I make chicken broth about every two weeks and drink a cup of it everyday. It is so easy to do and like I said, so beneficial for so many things including healing your gut!! It provides the body with easily absorbed minerals such as calcium, magnesium, phosphorus and other trace minerals. In addition to the collagen it provides (Ladies, did you see the word collagen, it improves aging skin! I hope you are all convinced to make your own broth now!!!), it also contains natural gelatin.
Gelatin was found to be useful in the treatment of a long list of diseases including peptic ulcers, tuberculosis, diabetes, muscle diseases, infectious diseases, jaundice and cancer. Babies had fewer digestive problems when gelatin was added to their milk. The American researcher Francis Pottenger pointed out that as gelatin is a hydrophilic colloid, which means that it attracts and holds liquids, it facilitates digestion by attracting digestive juices to food in the gut. (source: wapf.org)
I use a crockpot since I let it simmer for over 24 hours, but you can certainly use a large stock pot and leave it cooking overnight. You want to use about 2lbs of bones for every 4 quarts of water. Make sure your bones are from grass-fed animals (Us Wellness Meats is great source for tons of different bones and grass-fed meats)! I use chicken feet most of the time and find them in a freezer at Whole Foods. Ask the butcher if you can't find them. I just love how much gelatin feet produce. They are kind of creepy looking, but once you realize how amazing the broth is, you'll get over it!! Add the bones and water to your pot and also add at least 2 Tbsp of Apple Cider Vinegar (organic and unfiltered) or Coconut Vinegar(vinegar provides acid and draws minerals out of the bones) along with about a tsp of sea salt. Use more vinegar and salt if you are using more than 4 quarts of water. I also add some garlic cloves, a carrot, celery stalk and some onion for flavor.
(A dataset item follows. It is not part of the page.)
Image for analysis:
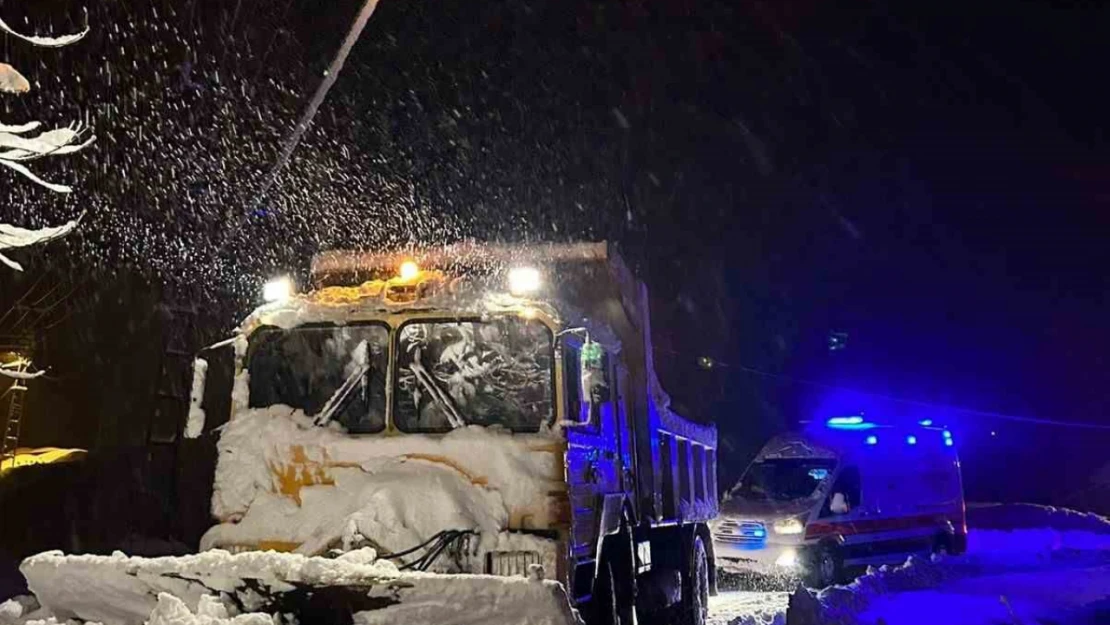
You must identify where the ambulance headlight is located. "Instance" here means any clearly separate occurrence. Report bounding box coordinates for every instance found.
[508,266,541,295]
[770,518,806,535]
Allow the broth to come to a boil and then turn down the temperature to a simmer and let it simmer for at least 8 hours, the longer the better. Once it's cooked, turn off the crockpot or remove your pot from heat and allow the broth to cool. Strain the stock through a fine mesh metal strainer or with a spider and throw away what you skim off. Place the cooled stock into glass jars for storage in the fridge (for up to a week) or pour into freezer-safe containers (not glass, they will break!) for later use. You can freeze it in ice cube trays and defrost a few at a time!
When the broth is fully cooled, it may have a gelatinous consistency. That means your broth is rich in gelatin! Sometimes a longer or very hot simmer may break down the gelatin and your broth won’t appear gelatinous. Don't worry, the minerals are still there. As you can see in my photo, there is a layer of fat on top. If you like, you can skim off any fat that is now considered “tallow” – and feel free to cook with it! I have also heard its so good for your skin, applied topically! I just might have to get brave and put it on my feet at night!!
Chicken Noodle Soup
- 8 cups chicken broth (homemade is best, see recipe in text above)
- 1/2 – 1 onion, diced
- 1 large carrot, diced
- 1 celery stalk, diced
- 1 clove garlic, minced (optional)
- sprinkle of parsley for color (optional)
- salt and pepper to taste
- 2 chicken breasts
- In a large pot, bring the broth to a boil and add the onion, carrot, celery, garlic and salt and pepper.
- Turn down to a simmer and add the two chicken breasts
- Depending on the thickness of breasts, cook the chicken completely, about 10-15 minutes
- Remove the chicken and once it’s cool enough to touch, chop it or shred it and return it to the simmering soup
- Whisk the eggs in a mixing bowl
- Add the remaining ingredients and stir until dough forms
- If it seems too sticky add a tiny bit more almond flour. It its crumbly, read my comment in Quick Notes below
- Place a piece of parchment paper on the counter and spray it with coconut oil spray or lightly brush oil onto the paper and place dough on it
- Take another piece of parchment and do the same to one side and place on top of the dough. this keeps the dough from sticking
- Roll out the dough to no less than 1/4 inch thick. If these are to thin, some of noodle will disintegrate. I think a bit over 1/4 inch is best
- With a sharp knife or pizza cutter, cut noodles into desired width and length, they will grow a bit wider once cooked
- Place the cut noodles in the simmering broth, cover and cook for 3-5 minutes or until desired tenderness
- Remove pot from heat and serve
*I use farm fresh eggs that tend to be a bit smaller. If your dough is crumbly after you’ve completely mixed it, you may need to add another egg or half an egg (whisk and pour just half).